Speaking in Johannesburg, he said a battle between the armies of Congo and Rwanda “is almost inevitable.”
He said Mr. Tshisekedi was right to say the world had looked the other way.
“For years now, this has been the most lethal war on the planet,” he said. “More than 5 million have died in a conflict that has flared over and again. And much of the blame lies with President Kagame of Rwanda, who the U.N. has repeatedly shown is backing the rebels.”
Mr. Mutabazi believes Mr. Tshisekedi wants to secure his legacy as the man who ended the bloodshed “no matter what it takes.”
A senior defense attache at an embassy in Kigali who asked not to be identified by name said, “A Congolese invasion of Rwanda is possible, especially once U.N. peacekeepers are withdrawn, but it would not have the support of Britain, the U.S. or the European Union and could drag on for years.’ Rwanda’s troops, he said, were “better armed, better trained and better paid” than their Congolese counterparts.
At the U.S. Embassy in Kinshasa, Ambassador Lucy Tamlyn said Washington is working “to address the tensions in eastern Congo by promoting bilateral diplomatic solutions and regional mediation efforts.”
She said annual U.S. trade with Congo has more than doubled to $332 million since 2019 and the new embassy compound under construction in Kinshasa is “a demonstration of our enduring commitment.
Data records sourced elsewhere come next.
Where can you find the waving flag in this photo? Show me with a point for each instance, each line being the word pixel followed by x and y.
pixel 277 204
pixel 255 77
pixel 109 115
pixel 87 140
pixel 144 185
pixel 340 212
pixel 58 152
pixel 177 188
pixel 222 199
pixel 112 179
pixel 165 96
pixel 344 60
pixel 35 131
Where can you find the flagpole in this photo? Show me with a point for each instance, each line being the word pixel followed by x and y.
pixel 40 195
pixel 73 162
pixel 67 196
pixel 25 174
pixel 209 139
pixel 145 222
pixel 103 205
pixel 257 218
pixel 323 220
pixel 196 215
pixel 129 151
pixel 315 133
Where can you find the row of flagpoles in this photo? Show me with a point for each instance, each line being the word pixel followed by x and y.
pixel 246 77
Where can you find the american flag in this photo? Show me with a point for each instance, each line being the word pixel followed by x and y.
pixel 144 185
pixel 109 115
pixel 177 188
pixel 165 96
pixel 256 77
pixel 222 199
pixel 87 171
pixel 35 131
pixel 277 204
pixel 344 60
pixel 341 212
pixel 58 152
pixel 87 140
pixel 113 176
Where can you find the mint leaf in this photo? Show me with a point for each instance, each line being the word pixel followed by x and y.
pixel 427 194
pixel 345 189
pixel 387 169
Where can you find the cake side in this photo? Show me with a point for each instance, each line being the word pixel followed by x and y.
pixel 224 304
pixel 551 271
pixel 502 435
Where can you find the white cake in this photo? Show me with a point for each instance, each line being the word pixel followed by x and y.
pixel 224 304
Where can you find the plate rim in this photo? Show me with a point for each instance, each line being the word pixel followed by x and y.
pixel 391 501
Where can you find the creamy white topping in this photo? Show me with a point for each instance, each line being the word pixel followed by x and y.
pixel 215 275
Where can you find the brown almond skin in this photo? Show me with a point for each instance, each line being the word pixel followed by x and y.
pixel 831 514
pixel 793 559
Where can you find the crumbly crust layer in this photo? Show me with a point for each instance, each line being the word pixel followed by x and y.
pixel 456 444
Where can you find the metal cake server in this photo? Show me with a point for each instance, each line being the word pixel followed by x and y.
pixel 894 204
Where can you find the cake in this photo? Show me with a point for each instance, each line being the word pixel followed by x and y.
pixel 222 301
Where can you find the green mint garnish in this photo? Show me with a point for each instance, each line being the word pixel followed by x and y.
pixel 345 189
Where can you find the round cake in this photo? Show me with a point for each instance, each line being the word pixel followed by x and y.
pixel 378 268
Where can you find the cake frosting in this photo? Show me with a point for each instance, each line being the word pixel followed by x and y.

The United States is by far the largest donor to the DRC, including over $1 billion in humanitarian and bilateral assistance in 2022.”
She said this funding is transparent and well-monitored.
The area is home to the world’s second-largest rainforest after the Amazon. “The United States believes the DRC can lead the world to a greener future through its stewardship of the Congo Basin while generating economic growth and jobs,” she said.
Along with programs on health, democracy and human rights, the ambassador said, Washington’s goal is to help “equip this country to realize its vast potential and enable it to become an anchor of stability and prosperity on the continent.”